Burn Fat and Build Muscle With These 3 Training Programs
I just finished teaching my first 6-week kettlebell workshop. It was a blast! We covered the swing and getup and in our final week, everyone was able to do 100 1-handed swings in under 5-minutes and 10 getups in under 10-minutes. I think I may have convinced a few people that Simple and Sinister is the way to go for serious, everyday strength… mission accomplished!
Learning the swing and getup is strenuous training in itself. Here are some training ideas you can use with the swing and getup that will not only get you really strong, but also increase your conditioning level as well. Enjoy!
Simple and Sinister
Simple and Sinister is the program to use if you ask me. I’ve been on it for months and don’t intend on ever really getting off it. It’s a way of life for me. The simplicity in it’s design and the effectiveness in it’s results are simply too profound to search else where for a training solution. If you want to just be badass at life, this is your program. You can purchase the Simple and Sinister book here.
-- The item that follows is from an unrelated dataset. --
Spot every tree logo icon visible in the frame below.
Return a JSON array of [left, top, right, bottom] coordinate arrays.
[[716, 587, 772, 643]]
- 5 rounds 10/10 1-Handed Swings
- 5 round 1/1 Getups
Rest as you see fit between rounds and in between individual sets of 10/10 as well. If you’re going to hop on a long-term program, I’ve found great success in a simple progression of adding a round with a heavier bell every other week. Here’s what it looks like:
Week 1: – – + – –
Week 2: – – + – –
Week 3: – – + + –
Week 4: – – + + –
Week 5: – + + + –
Week 6: – + + + –
Week 7: – + + + +
Week 8: – + + + +
Week 9: + + + + +
Week 10: + + + + +
- + = Heavier bell (example would be 32kg)
- – = Training bell (example would be 24kg)
With the example above, in 10 weeks you’ll not only be using the 32kg bell for all 5 rounds of swings and getups, you’ll be significantly stronger and likely see your strength transfer to other lifts/movements you haven’t trained in a while.
On the minute work is a great way to increase strength and conditioning levels in a very short amount of time. The task is to do a given number of swings every minute, on the minute, for a given time period. An example of 10 minutes would be:
- 10×10 OTM
This calls for 10 swings every minute, on the minute, for 10-minutes, for a total of 100 swings. Below is a gradual progression I’ve made for my clients in the past to double that number.
Weeks 1,2: 10
Weeks 3,4: 12
Weeks 5,6: 13
Weeks 7,8: 15
Weeks 9,10: 17
Weeks 11,12: 18
Weeks 13,14: 19
Weeks 15,16: 20 = 200 swings in 10 minutes
A faster progression would be to only do 1 week at each rep (very attainable, and happens to be right out of Brett Jone’s SFG Level 1 Prep Plan):
Week 1: 10
Week 2: 12
Week 3: 13
Week 4: 15
Week 5: 17
Week 6: 18
Week 7: 19
Week 8: 20
Choose a heavy bell but obviously one you can maintain speed and power with. Waving with different bells works well too. An example would be… for a rep count of 10 (week 1) you’d wave between the two bells you choose (roughly 1-2 bell sizes apart): 40k, 32k, 40k, 32k, 40k, 32k, 40k, 32k, 40k, 32k
In the swing sandwich you simply sandwich sets of getups and swings together.
You might start the session following our warm-up with a few rounds of getups, do some heavy 2-handed swings, some more getups, then some 1-handed swings, and more getups again.
Alternating set for set is a great way to train “inefficient exercise” as Dan John likes to call it. In other words, it’s really inefficient to continually get up and down off the ground, then put a whole lot of work into a lift (the swing) that still leaves you standing in the same spot as you were before, then get up and down again. In short; it’s really, really tiring!
One Quick Note
Do not have your clients go through any of these training programs without you first having gone through them yourself. They’re simple, but not easy. It helps to understand some of the pain that goes into one of theses sessions when coaching someone else through it… just saying.